A visit to the west would surely be a golden point win for a region so hard hit by drought.

Outdoor art scores a big one

Milynda Rogers welding a commission sculpture in her workshop at home at Boongoondo.

Milynda Rogers welding a commission sculpture in her workshop at home at Boongoondo.

The Lake Dunn Sculpture Trail, a 200km-long personal art gallery that is western Queensland's best kept secret, has been enchanting those in the know with its creativity, imagination and whimsy for nine years now.

The addition of the Johnathan Thurston statue brings the number of artworks wound around trees, hovering on windmills, resting on road verges and standing majestically on cliffs to 38.

Milynda has no intention of stopping yet - a sculpture of 'Old Faraway', Nat Buchanan and his camel team, and her version of Harry Redford's fateful white bull - are some of the next projects brimming in her imagination.

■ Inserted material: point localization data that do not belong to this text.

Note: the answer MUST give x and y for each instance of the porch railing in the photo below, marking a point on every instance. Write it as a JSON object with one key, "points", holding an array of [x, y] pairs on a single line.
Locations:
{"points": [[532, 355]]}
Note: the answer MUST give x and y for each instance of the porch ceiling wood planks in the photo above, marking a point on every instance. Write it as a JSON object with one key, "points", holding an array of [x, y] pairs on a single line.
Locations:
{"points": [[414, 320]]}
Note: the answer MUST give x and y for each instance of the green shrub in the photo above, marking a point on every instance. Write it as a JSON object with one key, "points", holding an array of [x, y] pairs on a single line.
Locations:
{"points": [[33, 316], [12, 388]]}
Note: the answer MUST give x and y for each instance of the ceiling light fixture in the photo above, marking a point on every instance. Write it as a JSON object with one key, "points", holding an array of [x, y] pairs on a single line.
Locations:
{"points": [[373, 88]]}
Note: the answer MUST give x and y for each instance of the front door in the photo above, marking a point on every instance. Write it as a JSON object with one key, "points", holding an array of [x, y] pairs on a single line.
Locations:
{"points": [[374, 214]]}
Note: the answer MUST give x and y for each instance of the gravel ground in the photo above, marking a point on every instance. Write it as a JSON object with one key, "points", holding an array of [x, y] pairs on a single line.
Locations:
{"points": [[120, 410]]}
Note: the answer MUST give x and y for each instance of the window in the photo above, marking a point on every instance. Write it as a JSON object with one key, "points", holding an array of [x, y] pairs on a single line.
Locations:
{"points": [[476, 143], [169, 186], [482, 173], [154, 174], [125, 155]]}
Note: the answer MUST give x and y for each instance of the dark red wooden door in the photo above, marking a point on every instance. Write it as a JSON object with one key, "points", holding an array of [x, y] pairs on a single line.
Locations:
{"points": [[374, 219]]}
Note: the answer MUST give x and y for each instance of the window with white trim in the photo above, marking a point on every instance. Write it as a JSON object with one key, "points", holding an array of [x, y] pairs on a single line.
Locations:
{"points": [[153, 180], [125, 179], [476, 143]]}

She has also been talking to the Guinness Book of World Records about creating the world's largest wire sculpture without reinforcing, which would rule out her seven-metre-long Muttaburrasaurus creation.

Nick-named Barb, weighing about half a tonne, has about three kilometres of barbed wire wound into it, but incorporates steel in its design.

Milynda has drawn up a design for a reclining kangaroo for the record, another Lake Dunn Sculpture trail eye-catcher, but says the amount of red tape needed might bring the attempt to a halt.

"It will be the largest in the world so it might take me two weeks to make," she explained. "It needs so many witnesses watching in rotation all the time - finding enough people might be tricky."

The whole sculpture trail has won Wikipedia credibility, being GPSed on Wiki-maps for others to find.